College physics
posted by johnny on .
A 0.006 00kg bullet traveling horizontally with a speed of 1.00 x 10^3 m/s enters an 20.1kg door, imbedding itself 10.9 cm from the side opposite the hinges as in the figure below. The 1.00m wide door is free to swing on its frictionless hinges.
At what angular speed does the door swing open immediately after the collision?
Calculate the energy of the bulletdoor system and determine whether it is less than or equal to the kinetic energy of the bullet before the collision (what is the final and initial KE's)

I'll assume that 1.00 103 means 1x10^3
a)
Yes. Any object which has a velocity vector which does not pass directly through the chosen axis has angular momentum about that axis.
b)
No, mechanical energy is not conserved.
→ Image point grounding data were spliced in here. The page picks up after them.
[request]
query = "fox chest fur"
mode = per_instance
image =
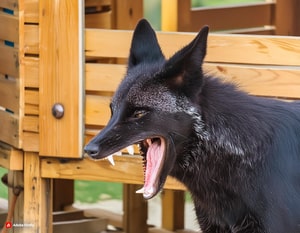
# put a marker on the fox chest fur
(237, 154)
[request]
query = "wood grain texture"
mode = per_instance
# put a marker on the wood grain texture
(11, 30)
(9, 129)
(263, 50)
(128, 169)
(10, 96)
(59, 78)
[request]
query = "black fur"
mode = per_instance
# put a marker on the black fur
(238, 155)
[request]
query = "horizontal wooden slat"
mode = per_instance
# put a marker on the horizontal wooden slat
(233, 17)
(10, 94)
(31, 102)
(264, 50)
(11, 30)
(99, 20)
(9, 129)
(103, 77)
(91, 3)
(31, 11)
(10, 158)
(128, 169)
(31, 71)
(9, 60)
(31, 39)
(31, 124)
(30, 141)
(279, 81)
(97, 110)
(9, 4)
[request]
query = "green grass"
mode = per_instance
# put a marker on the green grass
(94, 191)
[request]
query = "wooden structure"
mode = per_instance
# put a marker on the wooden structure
(39, 68)
(273, 17)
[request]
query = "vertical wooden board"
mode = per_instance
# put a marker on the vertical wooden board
(31, 11)
(60, 78)
(37, 196)
(127, 13)
(10, 31)
(9, 89)
(9, 4)
(9, 129)
(9, 60)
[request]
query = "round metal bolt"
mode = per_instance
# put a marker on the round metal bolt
(58, 111)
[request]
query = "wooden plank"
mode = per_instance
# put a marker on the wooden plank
(128, 169)
(31, 39)
(60, 74)
(9, 57)
(10, 158)
(103, 77)
(264, 50)
(287, 17)
(99, 20)
(127, 13)
(10, 96)
(11, 30)
(10, 4)
(31, 124)
(9, 129)
(173, 209)
(233, 17)
(78, 226)
(256, 79)
(31, 11)
(30, 141)
(97, 110)
(91, 3)
(37, 196)
(31, 71)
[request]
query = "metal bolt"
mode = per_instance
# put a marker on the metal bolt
(58, 111)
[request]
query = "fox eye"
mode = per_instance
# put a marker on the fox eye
(139, 113)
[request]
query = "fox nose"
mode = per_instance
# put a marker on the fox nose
(91, 149)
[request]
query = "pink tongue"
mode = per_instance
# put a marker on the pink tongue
(154, 158)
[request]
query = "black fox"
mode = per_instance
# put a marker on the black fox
(238, 155)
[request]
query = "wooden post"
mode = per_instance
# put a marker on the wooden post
(169, 10)
(126, 13)
(173, 209)
(287, 17)
(61, 78)
(135, 210)
(37, 197)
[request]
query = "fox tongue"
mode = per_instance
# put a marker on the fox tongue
(155, 156)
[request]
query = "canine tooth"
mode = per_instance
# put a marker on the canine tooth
(110, 158)
(149, 141)
(140, 190)
(130, 150)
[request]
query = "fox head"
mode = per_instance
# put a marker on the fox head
(155, 106)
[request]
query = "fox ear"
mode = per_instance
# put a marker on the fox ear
(144, 45)
(183, 71)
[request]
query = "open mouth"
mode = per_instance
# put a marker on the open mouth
(153, 152)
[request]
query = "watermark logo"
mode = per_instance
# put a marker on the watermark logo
(22, 225)
(8, 225)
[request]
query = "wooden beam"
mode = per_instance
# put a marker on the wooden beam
(128, 169)
(60, 73)
(287, 17)
(173, 209)
(37, 196)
Angular momentum is conserved, and any excess energy is dissipated within the door.
c)
W.before = W.after
Solve for both, then solve for final w. (note that W is angular momentum, w is angular velocity)
W.before = I.bullet * w.bullet + I.door * w.door
I.bullet = m.bullet * (.91 m)^2
w.bullet = V.bullet / (.91 m)
W.before = m.bullet * V.bullet * (.91 m) + 0
W.after = I.bullet * w.bullet + I.door + w.door
W.after = m.bullet * (.91 m)^2 * w.bullet + 1/3 * m.door * (1m)^2 * w.door
since w.bullet = w.door, we'll just call that w
W.after = w * (m.bullet * (.91 m)^2 + 1/3 * m.door * (1m)^2)
Set W.before = W.after and solve for w
m.bullet * V.bullet * (.91 m) + 0 = w * (m.bullet * (.91 m)^2 + 1/3 * m.door * (1m)^2)
.006 kg * 1000 m/s * .91 m = w * (.006 kg * (.91 m)^2 + 1/3 * 18.2 kg * (1 m)^2)
5.46 kgm^2/s = w * 6.0716 kgm^2
w = .8992 radians/second
d)
Before:
Ek = 1/2 * m.bullet * V.bullet^2
Ek = 1/2 * .006 kg * 1000000 m^2/s^2
Ek = 3000 joules
After:
Ek = I.bullet * w^2 + I.door * w^2
Ek = (.8992 rad/sec)^2 * (.006 kg * (.91 m)^2 + 1/3 * 18.2 kg * (1m)^2)
Ek = 4.909 joules
Note that kinetic energy after is significantly less than kinetic energy before.